In a game among top 10 powerhouses, the little things are often what make the difference between winning and losing. Already ahead 24-0, the Alabama special teams unit could have let the kick roll into the end zone, satisfied that the game was already well in hand.
But with Michigan looking much like Appolo Creed and 'Bama feeling as dominant as Ivan Drago, the special teams sharks looked to finish it right then and there.
Sunseri and company were in their rightful places on the goal line to stop the ball and force Michigan to try and work their way out of a 99-yard hole if it were to get back in the game. With their collective backs against a great wall, yet another mistake was all but inevitable.

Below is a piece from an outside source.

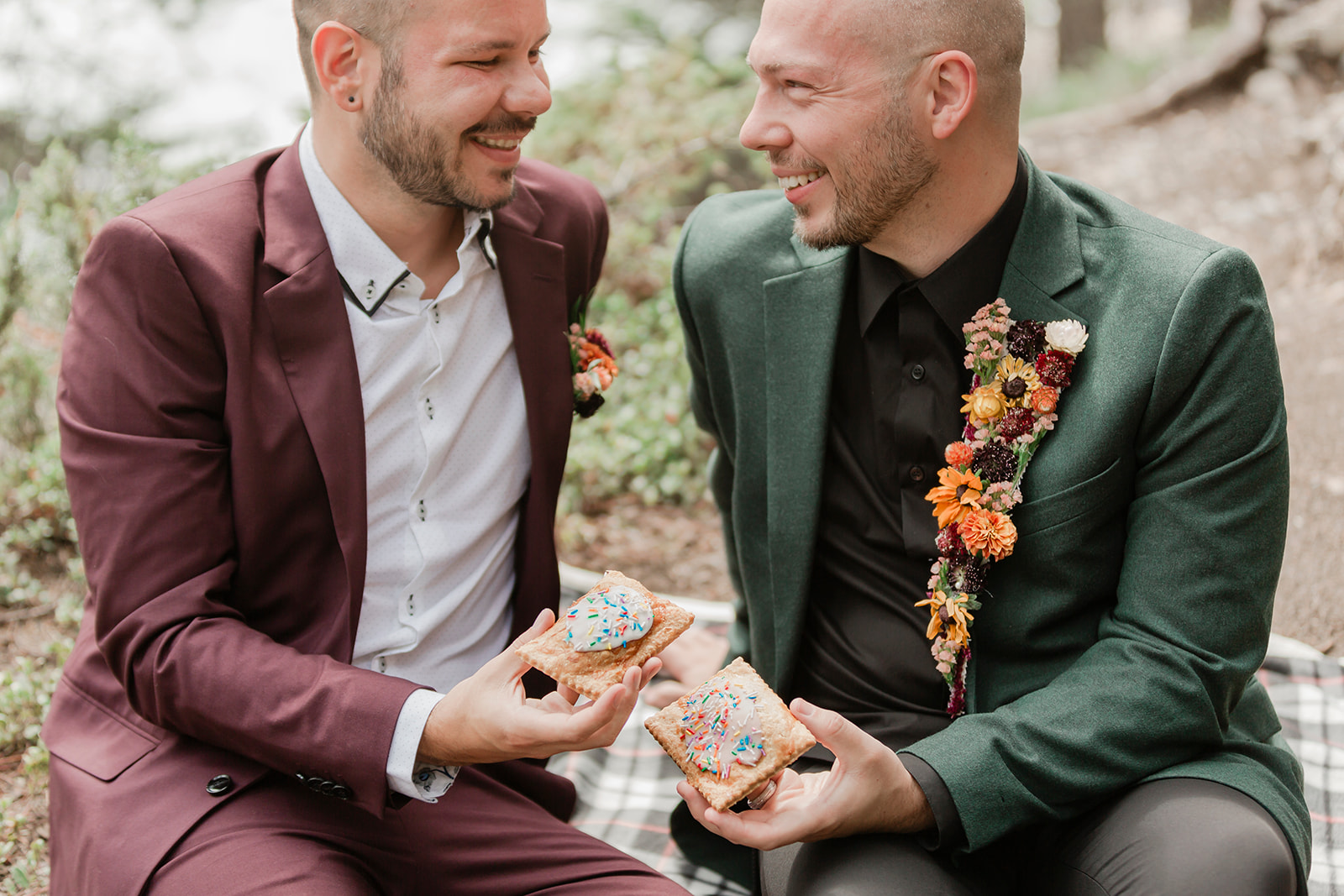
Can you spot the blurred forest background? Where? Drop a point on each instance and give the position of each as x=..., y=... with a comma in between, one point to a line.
x=1225, y=116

The stop by Sunseri set up the mistake that effectively closed out any hope of a Michigan comeback. After Milliner broke up another pass attempt on first down and a one-yard run on second, Michigan was forced into a passing situation. Robinson dropped back and, even though he was not under heavy pressure, fired a rocket right into the waiting hands of sniper C.J. Mosley.
The Alabama junior picked off the pass and took it to the house for a 16-yard defensive score and a 31-0 Alabama lead. The Alabama defense that was called "young" and "inexperienced" due to numerous offseason departures came through like seasoned professionals once again. For Mosley, it was the finishing touch on a game where he led the team in tackles with seven and staked his claim as one of the leaders of the new and already proven Alabama defense.
After putting up this overwhelming lead, the Wolverines fought hard to save face and keep it respectable. Unfortunately for them, though, it was far too late.